Saturday, November 23, 2013

Here They Come...


Two weeks ago on Maui, dark-grayish humpback whales began arriving in its waters. Likewise, barely-off-white North American vacationers commenced to fill its shores.

Winters of palm tree lined beaches, vine wrapped tropics, tank-top temperatures, and warm crystal blue and teal seas attract life from thousands of miles away.  An estimated 20,000 swimmers will play, slap, and perform sexual escapades in Hawaii’s gigantic lap pool from November to April.  And that’s just the whales.

Guides herd groups of twenty to forty tourists onto cruise boats to head off-shore.  There, she dips a microphone through the ocean’s plane, amplifying melodically soothing whale songs, serenading vacationers, validating each dollar spent to get here.  

Just the male whales sing, and each song is repetitive and unique.  Humans don’t know the why or the meaning of this testosterone crowd’s songs, not yet at least.  But research and speculation run rampant.

Female humpbacks give birth in the warmth of this lustful sea after almost a full year of pregnancy.  Then in this same winter’s playground, the female will most likely conceive again before leading her calf back to frigid Northern Pacific waters for a six-month multi-ton feast on fish and krill.

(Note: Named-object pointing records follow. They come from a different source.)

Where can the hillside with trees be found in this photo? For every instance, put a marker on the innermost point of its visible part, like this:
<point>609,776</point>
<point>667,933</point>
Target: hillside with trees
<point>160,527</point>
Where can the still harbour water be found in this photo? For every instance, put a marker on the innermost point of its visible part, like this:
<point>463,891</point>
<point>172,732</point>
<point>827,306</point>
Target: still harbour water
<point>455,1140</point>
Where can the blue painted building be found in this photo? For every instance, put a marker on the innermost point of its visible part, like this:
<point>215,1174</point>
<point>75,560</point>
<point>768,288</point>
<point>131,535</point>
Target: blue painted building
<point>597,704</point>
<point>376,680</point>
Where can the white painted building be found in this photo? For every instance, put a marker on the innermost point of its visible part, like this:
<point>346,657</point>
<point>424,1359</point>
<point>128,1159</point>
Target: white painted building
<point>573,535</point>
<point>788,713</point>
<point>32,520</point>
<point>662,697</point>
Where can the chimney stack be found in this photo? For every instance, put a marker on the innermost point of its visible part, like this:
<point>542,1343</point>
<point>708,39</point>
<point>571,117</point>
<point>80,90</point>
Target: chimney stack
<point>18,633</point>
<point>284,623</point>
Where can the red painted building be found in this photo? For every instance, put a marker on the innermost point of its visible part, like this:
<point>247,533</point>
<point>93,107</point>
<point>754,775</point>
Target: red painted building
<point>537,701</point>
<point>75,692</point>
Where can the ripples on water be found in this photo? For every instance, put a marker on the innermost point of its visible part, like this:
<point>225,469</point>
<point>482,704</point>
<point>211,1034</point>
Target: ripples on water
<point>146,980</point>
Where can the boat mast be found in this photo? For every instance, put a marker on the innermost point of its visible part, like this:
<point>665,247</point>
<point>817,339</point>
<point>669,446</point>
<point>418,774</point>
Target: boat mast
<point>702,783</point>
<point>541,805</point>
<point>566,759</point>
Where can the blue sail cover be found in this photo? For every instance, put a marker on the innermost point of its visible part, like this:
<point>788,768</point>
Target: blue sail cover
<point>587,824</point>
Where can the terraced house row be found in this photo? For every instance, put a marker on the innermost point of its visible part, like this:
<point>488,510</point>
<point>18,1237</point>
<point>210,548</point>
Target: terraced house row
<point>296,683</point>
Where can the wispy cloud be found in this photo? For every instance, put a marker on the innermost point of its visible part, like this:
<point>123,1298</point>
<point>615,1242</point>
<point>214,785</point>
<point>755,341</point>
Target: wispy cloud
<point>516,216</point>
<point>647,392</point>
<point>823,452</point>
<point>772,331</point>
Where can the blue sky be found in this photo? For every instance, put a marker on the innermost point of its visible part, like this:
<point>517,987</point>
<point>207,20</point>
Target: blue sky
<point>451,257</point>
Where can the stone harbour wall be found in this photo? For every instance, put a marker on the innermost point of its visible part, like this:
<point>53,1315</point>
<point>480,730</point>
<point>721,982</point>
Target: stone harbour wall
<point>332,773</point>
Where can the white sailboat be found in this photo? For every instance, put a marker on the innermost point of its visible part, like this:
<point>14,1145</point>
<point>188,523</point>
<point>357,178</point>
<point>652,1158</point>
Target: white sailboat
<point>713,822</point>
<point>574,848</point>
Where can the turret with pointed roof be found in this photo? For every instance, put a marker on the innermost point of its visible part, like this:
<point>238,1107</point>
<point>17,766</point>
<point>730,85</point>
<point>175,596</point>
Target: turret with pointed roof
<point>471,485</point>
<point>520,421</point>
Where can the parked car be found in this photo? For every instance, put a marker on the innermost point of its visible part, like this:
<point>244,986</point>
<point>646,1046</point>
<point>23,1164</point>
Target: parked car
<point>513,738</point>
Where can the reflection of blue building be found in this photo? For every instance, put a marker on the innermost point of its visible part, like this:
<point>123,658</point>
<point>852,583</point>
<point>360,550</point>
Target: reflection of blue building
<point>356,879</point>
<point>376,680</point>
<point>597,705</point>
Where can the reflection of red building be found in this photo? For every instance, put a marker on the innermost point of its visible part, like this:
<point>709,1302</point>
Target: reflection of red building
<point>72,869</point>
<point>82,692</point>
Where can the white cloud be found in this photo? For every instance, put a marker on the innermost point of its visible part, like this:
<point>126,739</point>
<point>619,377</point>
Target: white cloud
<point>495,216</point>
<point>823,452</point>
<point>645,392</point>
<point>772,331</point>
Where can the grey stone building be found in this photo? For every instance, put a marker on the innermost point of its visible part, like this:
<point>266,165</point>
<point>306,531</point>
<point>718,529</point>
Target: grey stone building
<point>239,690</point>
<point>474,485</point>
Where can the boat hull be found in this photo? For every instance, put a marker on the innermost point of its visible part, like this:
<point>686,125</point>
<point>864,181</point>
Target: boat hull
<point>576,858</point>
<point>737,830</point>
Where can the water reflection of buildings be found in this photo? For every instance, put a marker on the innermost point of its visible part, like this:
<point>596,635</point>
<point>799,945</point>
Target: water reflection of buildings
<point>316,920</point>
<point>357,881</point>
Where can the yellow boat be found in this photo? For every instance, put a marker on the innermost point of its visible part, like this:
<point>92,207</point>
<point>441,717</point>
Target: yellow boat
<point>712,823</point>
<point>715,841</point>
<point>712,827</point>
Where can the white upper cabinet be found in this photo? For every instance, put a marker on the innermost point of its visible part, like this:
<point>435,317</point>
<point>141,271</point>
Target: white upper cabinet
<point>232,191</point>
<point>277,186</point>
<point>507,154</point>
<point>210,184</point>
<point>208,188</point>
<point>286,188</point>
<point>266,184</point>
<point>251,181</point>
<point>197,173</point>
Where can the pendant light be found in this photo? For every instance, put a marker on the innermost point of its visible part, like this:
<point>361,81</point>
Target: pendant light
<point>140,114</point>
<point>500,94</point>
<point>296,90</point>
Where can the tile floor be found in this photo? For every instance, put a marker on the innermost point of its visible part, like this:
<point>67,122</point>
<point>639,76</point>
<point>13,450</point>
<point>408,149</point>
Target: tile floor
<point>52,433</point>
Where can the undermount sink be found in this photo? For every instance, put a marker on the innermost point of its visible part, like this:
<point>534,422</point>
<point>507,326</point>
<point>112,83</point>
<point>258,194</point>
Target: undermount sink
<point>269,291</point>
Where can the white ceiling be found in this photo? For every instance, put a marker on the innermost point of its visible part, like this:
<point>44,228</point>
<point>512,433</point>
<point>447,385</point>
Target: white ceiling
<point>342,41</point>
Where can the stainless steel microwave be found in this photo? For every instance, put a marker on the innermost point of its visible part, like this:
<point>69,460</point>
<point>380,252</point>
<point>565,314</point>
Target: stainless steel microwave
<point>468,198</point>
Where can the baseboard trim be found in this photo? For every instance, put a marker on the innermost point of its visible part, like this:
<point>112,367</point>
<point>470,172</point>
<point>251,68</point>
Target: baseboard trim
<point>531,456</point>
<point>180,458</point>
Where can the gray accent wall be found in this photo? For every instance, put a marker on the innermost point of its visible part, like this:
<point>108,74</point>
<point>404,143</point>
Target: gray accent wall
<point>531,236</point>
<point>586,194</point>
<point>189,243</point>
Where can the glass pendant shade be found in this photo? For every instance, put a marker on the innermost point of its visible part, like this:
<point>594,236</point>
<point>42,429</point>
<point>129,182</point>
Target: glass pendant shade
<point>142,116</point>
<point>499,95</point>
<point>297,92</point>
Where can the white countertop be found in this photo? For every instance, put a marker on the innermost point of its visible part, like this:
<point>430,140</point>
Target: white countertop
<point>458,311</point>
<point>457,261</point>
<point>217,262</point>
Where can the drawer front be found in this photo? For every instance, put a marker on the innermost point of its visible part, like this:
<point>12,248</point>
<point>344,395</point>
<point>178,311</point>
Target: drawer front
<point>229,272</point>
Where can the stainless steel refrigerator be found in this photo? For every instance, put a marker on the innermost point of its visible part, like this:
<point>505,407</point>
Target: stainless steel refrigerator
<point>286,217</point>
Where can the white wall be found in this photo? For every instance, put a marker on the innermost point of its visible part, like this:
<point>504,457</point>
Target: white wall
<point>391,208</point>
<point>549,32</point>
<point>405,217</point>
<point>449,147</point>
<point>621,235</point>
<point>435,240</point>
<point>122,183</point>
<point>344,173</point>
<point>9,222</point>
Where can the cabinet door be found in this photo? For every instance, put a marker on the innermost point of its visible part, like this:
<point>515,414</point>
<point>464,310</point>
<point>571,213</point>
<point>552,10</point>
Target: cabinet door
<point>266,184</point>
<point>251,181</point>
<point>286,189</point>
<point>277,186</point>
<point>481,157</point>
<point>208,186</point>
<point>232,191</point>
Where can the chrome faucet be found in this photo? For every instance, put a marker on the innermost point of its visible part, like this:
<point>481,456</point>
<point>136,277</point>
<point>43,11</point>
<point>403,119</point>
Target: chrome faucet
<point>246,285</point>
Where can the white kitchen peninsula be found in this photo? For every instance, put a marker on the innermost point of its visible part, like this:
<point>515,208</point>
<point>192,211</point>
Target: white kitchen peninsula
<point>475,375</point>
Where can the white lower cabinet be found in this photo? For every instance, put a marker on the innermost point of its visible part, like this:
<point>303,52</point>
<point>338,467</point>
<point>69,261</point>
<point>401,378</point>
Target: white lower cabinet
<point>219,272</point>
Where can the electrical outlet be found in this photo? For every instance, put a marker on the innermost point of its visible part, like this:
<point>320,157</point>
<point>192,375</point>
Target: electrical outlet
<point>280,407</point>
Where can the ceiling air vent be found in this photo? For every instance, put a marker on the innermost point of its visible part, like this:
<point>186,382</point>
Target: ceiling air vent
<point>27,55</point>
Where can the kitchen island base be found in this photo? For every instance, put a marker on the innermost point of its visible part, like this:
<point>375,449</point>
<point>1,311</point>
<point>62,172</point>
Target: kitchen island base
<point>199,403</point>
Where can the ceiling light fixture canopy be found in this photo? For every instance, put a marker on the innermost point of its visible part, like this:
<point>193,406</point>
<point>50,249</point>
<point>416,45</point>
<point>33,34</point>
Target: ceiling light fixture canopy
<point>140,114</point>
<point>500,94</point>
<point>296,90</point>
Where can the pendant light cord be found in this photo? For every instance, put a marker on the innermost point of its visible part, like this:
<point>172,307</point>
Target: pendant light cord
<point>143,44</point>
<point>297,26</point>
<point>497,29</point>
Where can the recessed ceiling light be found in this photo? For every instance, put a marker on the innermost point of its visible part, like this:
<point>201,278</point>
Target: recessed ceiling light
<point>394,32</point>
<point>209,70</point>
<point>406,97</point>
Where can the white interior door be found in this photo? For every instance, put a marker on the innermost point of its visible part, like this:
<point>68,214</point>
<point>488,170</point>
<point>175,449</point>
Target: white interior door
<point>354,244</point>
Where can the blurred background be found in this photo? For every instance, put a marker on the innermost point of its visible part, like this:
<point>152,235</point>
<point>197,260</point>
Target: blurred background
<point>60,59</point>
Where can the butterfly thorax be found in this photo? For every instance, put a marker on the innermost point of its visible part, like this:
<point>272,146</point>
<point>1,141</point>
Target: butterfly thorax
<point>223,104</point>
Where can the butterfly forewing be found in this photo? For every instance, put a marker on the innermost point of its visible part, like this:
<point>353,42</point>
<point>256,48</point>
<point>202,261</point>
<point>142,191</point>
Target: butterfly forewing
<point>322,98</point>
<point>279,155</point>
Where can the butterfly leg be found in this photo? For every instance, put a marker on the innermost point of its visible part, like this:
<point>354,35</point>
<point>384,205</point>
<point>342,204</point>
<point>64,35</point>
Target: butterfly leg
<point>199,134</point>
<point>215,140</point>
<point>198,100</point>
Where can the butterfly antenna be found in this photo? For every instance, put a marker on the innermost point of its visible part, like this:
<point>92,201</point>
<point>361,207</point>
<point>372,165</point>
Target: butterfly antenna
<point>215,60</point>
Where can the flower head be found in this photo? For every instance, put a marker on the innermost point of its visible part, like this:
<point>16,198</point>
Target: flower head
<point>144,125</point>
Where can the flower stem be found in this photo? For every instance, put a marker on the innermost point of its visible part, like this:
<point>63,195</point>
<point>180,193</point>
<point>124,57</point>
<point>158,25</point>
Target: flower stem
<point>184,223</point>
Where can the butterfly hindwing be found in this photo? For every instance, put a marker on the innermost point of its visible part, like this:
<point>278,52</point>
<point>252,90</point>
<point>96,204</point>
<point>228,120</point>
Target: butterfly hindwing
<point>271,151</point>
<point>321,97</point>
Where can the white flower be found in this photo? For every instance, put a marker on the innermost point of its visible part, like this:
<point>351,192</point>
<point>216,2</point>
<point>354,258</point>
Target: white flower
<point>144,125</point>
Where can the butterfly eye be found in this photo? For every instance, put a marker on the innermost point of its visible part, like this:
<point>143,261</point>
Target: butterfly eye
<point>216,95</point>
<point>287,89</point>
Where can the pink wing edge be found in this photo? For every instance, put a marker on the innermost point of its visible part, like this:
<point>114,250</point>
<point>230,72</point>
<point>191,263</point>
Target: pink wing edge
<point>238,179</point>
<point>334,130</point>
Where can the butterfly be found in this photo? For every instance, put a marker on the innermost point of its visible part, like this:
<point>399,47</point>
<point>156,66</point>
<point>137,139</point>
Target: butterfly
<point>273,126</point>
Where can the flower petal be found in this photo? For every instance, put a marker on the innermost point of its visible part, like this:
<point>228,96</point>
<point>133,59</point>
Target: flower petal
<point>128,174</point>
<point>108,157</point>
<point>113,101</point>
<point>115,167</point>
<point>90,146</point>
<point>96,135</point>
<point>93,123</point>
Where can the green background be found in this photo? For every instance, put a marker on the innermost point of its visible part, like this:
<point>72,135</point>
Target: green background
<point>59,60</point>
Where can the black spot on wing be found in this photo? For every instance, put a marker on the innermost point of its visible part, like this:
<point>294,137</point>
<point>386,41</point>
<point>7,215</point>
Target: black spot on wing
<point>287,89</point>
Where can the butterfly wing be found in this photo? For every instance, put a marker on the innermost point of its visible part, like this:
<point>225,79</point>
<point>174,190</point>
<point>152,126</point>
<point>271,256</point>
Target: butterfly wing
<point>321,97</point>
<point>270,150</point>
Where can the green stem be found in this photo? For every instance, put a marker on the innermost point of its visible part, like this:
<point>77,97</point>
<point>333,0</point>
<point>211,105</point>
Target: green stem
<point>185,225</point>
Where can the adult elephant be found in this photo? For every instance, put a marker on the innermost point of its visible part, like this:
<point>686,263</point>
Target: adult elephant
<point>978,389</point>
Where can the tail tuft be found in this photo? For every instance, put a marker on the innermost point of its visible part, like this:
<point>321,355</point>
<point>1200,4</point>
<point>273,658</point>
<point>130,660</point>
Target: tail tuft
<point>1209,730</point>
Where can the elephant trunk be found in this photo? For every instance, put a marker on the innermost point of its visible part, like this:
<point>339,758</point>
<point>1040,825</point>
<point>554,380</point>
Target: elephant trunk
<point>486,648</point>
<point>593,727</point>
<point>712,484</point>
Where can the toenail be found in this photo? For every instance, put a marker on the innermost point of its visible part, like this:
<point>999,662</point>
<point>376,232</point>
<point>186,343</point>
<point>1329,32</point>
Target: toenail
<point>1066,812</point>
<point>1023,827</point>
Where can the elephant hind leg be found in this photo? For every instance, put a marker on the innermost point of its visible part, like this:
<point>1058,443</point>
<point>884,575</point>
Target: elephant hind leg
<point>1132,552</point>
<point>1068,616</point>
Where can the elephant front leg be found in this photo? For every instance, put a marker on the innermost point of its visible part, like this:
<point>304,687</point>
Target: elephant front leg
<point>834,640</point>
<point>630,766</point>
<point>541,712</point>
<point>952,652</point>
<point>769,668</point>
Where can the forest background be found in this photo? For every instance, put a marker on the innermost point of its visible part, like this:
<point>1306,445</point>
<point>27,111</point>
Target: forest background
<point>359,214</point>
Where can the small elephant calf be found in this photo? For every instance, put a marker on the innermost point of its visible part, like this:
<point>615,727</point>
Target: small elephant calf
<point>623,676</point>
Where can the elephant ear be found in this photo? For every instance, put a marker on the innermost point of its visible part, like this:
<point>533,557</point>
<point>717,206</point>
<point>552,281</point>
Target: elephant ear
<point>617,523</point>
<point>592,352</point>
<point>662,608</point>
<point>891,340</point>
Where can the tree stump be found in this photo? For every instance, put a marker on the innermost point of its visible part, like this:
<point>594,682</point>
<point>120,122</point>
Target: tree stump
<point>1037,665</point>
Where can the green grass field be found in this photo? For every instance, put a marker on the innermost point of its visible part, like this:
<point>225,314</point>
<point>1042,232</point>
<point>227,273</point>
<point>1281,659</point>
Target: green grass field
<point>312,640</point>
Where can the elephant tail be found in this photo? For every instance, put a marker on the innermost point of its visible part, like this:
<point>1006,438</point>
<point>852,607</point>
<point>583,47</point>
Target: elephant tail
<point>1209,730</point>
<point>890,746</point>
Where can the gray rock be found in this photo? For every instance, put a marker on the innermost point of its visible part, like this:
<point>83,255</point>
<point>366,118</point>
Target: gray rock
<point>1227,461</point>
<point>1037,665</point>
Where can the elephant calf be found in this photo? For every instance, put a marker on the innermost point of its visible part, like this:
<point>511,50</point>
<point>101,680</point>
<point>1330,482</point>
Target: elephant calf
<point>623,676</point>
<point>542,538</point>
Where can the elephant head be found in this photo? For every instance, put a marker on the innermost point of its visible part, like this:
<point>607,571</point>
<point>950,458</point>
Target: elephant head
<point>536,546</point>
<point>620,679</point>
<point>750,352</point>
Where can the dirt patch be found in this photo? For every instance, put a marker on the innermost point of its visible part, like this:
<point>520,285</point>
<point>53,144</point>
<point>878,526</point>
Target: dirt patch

Last March we sailed this Maui sea with only winded sails pushing us parallel to a pod of whales.  Picture a peace so diametrically opposed to the hostility of Melville’s “Moby Dick.” No spears, no weapons, no need to eat, or use, or wear, these animals.  Curiosity and respect were mutual between sailors and swimmers.  And it all happened in silence.  Only the majestic and powerful ocean broke quiet’s enchantment by lapping at our boat, or reacting to a whale’s fin slap, or to an even more spectacular breach as a beautiful forty-ton being leapt out of then crashed through the ocean’s surface.

As for the newly arrived, barely-off-white North Americans, they are confiscating the entire inventory of carts at Safeway. (Like I am now ‘not like them’ for some unreasoned reason.) So this flip-flopped-me maneuvers through a bumper car ride of a grocery store with sandaled, black-socked and Bermuda short-wearing obstacles at every turn.  

And I am only into two months of entitlement as a resident of Hawaii. Who am I to move in then expect the grocery aisle to be mine, and only mine? I plead with my readers: I have suffered the cost of moving here. I have paid the price of admission.  Four times have I crossed the island because of confusing state requirements before I could register my car.  Five times have I traveled the Valley Isle to qualify for a driver’s license. The written test was simple.  The proof of human existence, excruciating.

What I do day-to-day this Maui November is a camping story in and of itself. Suffice it to say, Tom and I wake up each morning and force our selves off the floor and our makeshift air mattress bed; I go from reclined, to a down-dog yoga position, then eventually to vertical, after stacking vertebrae one at a time.

We eat our homemade meals on a patio table sitting on our yard’s red dirt.  Five days ago, our kitchen became operational.  Four days ago, our main bath.  Two days ago, our washer and dryer.  We keep our furniture in storage, away from the dust.  But it’s like Tom giving me the 12-days of Christmas in November, where I get something new each day. During construction we neglect why we moved here, and only plow forward.

But yesterday we took time off from construction to go to the beach.  It is on the beach where the barely-off-white vacationers remind us to be as happy as they are. 

The little things brilliant about Hawaiian life are so prevalent on these sands; a thrilling sea turtle swims by. A sunbather lounges and reads a book then pauses to glance up and out across blue crashing waves.  I look where she looks and think ‘yes, of course it’s beautiful.’  A father helps his two daughters build a sandcastle.  A dog gleefully runs into the surf to retrieve a ball his owner has thrown, and as I watch I anticipate the day five weeks away when we bring our little dog Chester here to also play.  

But the greatest reminder of Maui happiness is when we see a couple our age heading to the beach with expressions of incredible contentment and anticipation as they venture to enjoy one more of the seven all-too-short days of their island visit.  And I kick myself for even being in a bad mood, even briefly, over red dirt and a low-lying bed.